The Computer Vision has many features that include the ability to analyze a picture to understand its content, create smart thumbnails as well as OCR and adult content detection.
Many scenarios within our customers today require humans to perform visual checks, the ability to automate these tasks increasing accuracy, scalability and improve the efficiency for our customers, moreover few scenarios can be enable due to minor cost. Beyond detection of every day objects that the Computer Vision can already perform, it’s a fundamental requirement to have training data enabling a custom model to identify additional objects (e.g. cars, machines, defects) therefore a customer must be able to provide this data to training the service. So training the service is possible to have implement:
- Image Classification (detecting presence of objects)
- Object Detection (detecting location/count of objects)
During last year I used the computer vision to many scenarios, from fun purpose as to check the number of toys left on the floor of kids bedroom to Customer production’s scenarios.
Here are some example where the computer vision can be a game changer:
Safety on construction site:
object and facial recognition could be used to keep an eye out for health and safety violations in your workplace, running more than 27 million recognitions every second. The Computer Vision object recognition capabilities allows to instantly respond with a message indicating that a jackhammer was available on the site. Moreover it is also possible to monitor which employees are certified to use the piece of equipment, and who handled it most recently, by scanning faces as different people pick up the item. In the eventuality that an employee without the proper authorization picks up a particular piece of equipment, a violation notification will be distributed to the appropriate personnel, moreover the system can even make sure that items on the site are being stored safely, by referring to tagged locations that are set up for individual tools.

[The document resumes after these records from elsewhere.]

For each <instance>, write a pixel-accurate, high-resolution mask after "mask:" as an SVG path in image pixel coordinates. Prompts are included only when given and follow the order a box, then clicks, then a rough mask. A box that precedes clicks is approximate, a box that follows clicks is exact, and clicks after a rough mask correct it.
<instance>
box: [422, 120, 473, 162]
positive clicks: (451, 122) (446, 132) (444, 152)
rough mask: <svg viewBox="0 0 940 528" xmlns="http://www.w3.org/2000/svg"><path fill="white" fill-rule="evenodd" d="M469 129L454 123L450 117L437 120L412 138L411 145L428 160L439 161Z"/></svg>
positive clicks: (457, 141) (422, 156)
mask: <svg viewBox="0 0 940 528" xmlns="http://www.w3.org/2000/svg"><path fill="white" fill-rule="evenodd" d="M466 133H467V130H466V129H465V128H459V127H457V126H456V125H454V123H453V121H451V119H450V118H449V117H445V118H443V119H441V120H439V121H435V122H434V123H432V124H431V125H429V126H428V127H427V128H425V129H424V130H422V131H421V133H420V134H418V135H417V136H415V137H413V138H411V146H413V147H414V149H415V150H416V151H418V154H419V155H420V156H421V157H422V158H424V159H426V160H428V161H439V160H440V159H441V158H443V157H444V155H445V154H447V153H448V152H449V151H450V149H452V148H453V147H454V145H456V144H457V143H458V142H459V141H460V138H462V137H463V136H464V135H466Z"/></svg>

object recognition to check the quality of a industrial component, the automatic inspection of mechanical parts containing defects can improve and to speed the check of high quality piece in production line:
a camera will effectively become a robot with situational awareness, capable of tracking and classifying every object and person in its vicinity, from a old-man with a reduced mobility or waving hand or smiling face to stress on a beam or an improperly parked vehicle. Moreover this solution will be able to identify situations such as a person leaving luggage unattended, a car being driven into an airport concourse and abandoned, or people congregating in an unusual way.
Other example is this intelligent surveillance system to the traffic control, it can greatly increase the public security of our society, computer vision is able to describes properties of vehicle visual tags, including vehicle color and vehicle type.
the computer vision can improve the public safety by using live CCTV near train crossroad to analyze real situations and for example to spot people who are near the cross road.
the computer vision is the fuel of InnerEye project used for the automatic delineation of tumors as well as healthy anatomy in 3D radiological images. Project InnerEye builds upon many years of research in computer vision and machine learning, it employs algorithms such as deep decision forests (as used already in Kinect and Hololens) as well as convolutional Neural Networks for the automatic, voxel-wise analysis of medical images. The technology is designed to be of assistance to expert medical practitioners.
By combining computer vision with the other Microsoft Cognitive Services a person who is visually impaired can better understand who and what is going on around them. A specific application will analyze and translate the image to speech and describe what the person is doing, how old they are, and what emotion they’re expressing. A user can take an image of text from a nutrition label to a news article and the app will read it to the user.
In other scenarios with very complex visual models or where the performance are stressed or perhaps higher volumes of data are required then an export to CNTK (leveraging the upcoming Computer Vision Toolkit CVTK) will be provided enabling data scientists greater control and flexibility whilst still benefiting from some Custom Vision capabilities. An offline edge option for Custom Vision will also exist for scenarios that don’t lend themselves to Azure web-service integration.